At the same time, Comey told lawmakers that Trump did not ask him to end the Russia investigation as a whole -- a key piece of testimony that Kasowitz seemed to flag when he said Comey affirmed Trump never sought to "impede" the probe. 

“Not to my understanding, no," Comey testified, when asked by Burr whether Trump tried to get him to end the investigation. He also said he could not say whether Trump's conversations with him amounted to obstruction of justice. 

Asked again if Trump engaged in obstruction of justice, Comey said, “I don’t know. That’s Bob Mueller’s job to sort that out.”

The Justice Department appointed Mueller, a former FBI director, as special counsel in mid-May to oversee the investigation into Trump’s campaign and Russia. 

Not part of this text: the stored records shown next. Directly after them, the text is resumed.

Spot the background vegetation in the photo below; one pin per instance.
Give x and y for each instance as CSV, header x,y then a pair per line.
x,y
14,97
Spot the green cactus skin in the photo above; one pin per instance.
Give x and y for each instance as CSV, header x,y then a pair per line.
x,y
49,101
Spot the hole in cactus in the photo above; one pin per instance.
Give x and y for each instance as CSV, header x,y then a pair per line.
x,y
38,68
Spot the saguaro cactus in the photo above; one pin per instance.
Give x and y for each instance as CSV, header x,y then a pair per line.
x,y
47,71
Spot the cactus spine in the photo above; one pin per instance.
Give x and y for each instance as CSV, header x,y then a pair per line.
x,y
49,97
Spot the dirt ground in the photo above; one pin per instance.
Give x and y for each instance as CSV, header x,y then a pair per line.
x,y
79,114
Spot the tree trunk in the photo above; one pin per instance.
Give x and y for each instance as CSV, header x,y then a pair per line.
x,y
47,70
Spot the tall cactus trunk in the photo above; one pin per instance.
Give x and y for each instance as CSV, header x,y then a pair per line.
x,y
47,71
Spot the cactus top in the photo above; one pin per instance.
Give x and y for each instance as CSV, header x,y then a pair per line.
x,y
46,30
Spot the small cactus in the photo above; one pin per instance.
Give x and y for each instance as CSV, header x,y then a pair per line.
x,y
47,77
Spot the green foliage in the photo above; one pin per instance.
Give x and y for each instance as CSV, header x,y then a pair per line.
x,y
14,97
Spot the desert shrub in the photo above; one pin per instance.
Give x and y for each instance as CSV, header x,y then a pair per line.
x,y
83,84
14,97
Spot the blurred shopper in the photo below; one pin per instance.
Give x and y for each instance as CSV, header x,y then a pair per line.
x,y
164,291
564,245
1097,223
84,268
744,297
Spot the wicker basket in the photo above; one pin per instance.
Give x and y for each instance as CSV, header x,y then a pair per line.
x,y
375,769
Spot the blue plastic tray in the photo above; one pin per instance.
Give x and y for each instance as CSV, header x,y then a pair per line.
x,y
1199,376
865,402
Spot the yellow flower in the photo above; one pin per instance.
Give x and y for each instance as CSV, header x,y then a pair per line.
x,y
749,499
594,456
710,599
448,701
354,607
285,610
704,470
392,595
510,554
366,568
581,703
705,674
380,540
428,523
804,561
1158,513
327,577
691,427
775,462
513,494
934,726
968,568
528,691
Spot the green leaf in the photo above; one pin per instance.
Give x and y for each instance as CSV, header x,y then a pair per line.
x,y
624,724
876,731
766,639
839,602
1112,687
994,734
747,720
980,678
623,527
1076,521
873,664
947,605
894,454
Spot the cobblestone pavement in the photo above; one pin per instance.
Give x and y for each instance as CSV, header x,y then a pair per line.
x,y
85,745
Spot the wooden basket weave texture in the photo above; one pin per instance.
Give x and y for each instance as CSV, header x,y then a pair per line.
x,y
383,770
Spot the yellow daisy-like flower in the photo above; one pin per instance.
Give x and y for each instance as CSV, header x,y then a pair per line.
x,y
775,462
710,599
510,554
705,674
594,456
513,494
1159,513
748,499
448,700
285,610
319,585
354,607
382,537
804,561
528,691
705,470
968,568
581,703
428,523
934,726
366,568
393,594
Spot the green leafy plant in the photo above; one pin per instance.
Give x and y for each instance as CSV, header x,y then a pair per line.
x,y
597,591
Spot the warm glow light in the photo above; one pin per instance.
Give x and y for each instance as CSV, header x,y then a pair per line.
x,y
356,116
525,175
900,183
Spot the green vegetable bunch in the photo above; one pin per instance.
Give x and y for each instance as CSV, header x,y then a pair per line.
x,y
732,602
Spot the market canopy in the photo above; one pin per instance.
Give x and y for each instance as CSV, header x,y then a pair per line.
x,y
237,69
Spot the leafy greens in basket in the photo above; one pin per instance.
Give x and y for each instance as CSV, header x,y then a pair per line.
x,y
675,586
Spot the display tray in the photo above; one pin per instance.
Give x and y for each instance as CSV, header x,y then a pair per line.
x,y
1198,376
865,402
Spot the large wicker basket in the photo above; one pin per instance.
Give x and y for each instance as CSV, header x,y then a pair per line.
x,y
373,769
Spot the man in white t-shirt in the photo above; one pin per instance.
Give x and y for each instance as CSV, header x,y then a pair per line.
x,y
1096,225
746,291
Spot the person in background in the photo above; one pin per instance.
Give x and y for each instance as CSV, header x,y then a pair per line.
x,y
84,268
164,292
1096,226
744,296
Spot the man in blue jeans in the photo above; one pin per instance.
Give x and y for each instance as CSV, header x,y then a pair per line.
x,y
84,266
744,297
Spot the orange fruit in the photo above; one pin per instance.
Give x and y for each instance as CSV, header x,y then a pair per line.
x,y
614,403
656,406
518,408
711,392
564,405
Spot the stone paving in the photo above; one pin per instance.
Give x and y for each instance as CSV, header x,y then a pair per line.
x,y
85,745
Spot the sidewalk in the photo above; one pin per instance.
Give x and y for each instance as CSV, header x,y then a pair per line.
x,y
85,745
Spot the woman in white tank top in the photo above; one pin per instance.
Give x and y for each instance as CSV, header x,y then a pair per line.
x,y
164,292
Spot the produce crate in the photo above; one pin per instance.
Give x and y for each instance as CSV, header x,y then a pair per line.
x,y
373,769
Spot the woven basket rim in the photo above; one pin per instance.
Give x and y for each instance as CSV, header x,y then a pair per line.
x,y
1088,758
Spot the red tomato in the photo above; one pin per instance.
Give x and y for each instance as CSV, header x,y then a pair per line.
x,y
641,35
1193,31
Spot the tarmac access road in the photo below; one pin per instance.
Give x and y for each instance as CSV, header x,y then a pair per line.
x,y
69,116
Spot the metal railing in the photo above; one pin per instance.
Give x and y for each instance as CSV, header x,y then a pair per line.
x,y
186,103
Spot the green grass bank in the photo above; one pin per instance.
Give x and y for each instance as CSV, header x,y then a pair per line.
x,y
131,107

Comey didn't reserve his criticism just for Trump. He also took a shot at former Attorney General Loretta Lynch, revealing she had told him to describe the Clinton email probe as a "matter," not an investigation. He suggested she was trying to align the DOJ's comments with those of the Clinton campaign. 

Comey had not spoken publicly since his dismissal on May 9. He was four years into a 10-year term when Trump fired him. The timing fueled claims that Trump was trying to kill the investigation into Russia and obstruct justice.

Comey was asked Thursday why he thought Trump fired him. The former FBI director said he didn’t know for sure but added, “I take the president at his word that I was fired because of the Russia investigation.” Comey was referring to an interview Trump had given NBC News in which he contradicted the narrative his aides had floated as to why Comey was let go.

Comey later added he believed he was fired to “change the way the Russia investigation was being conducted.”

Surprisingly, Comey also admitted he helped orchestrate a media leak of his private conversations with Trump because he thought that by doing so, it would put pressure on the administration and result in the appointment of a special counsel.

The public got its first glimpse of Comey's side of the story Wednesday after the Senate committee released his written statement. The seven-page statement provided details about uncomfortable conversations and silent standoffs between the former FBI director and Trump.

Comey not only laid out details about the Russia investigation but also took aim at Trump’s preoccupation with having his name publicly cleared as well as the president asking him to drop the investigation into former national security adviser Flynn.

Comey claimed the conversations became so awkward that he took steps to avoid any one-on-one time with Trump.

Comey said he spoke directly with Trump a total of nine times -- three in person and six over the phone. According to his written testimony, Comey “felt compelled” to keep a detailed log after each conversation, something he hadn’t done with former President Barack Obama.

Comey's dramatic statement detailed five separate exchanges he had with Trump, beginning with a meeting at Trump Tower in New York before Trump was sworn in as president. That briefing focused on the investigation into Russia’s election meddling as well as lascivious claims Trump had been involved with prostitutes in 2012 – a claim the White House has strongly denied.

The second meeting took place Jan. 27 at the White House. According to Comey, during a one-on-one dinner, Trump asked him if he wanted to keep his job – a question that the former FBI director found strange because in two prior conversations he had had with Trump, Comey assured him he intended to stay. 

At that same dinner, Comey says Trump demanded loyalty from him.

“I need loyalty. I expect loyalty,” Comey recalled Trump saying.

During a Feb. 14 face-to-face meeting at the White House, Comey said Trump asked him to drop the FBI investigations into Flynn.  Comey said the president told him: "'I hope you can see your way clear to letting this go, to letting Flynn go. He is a good guy. I hope you can let this go."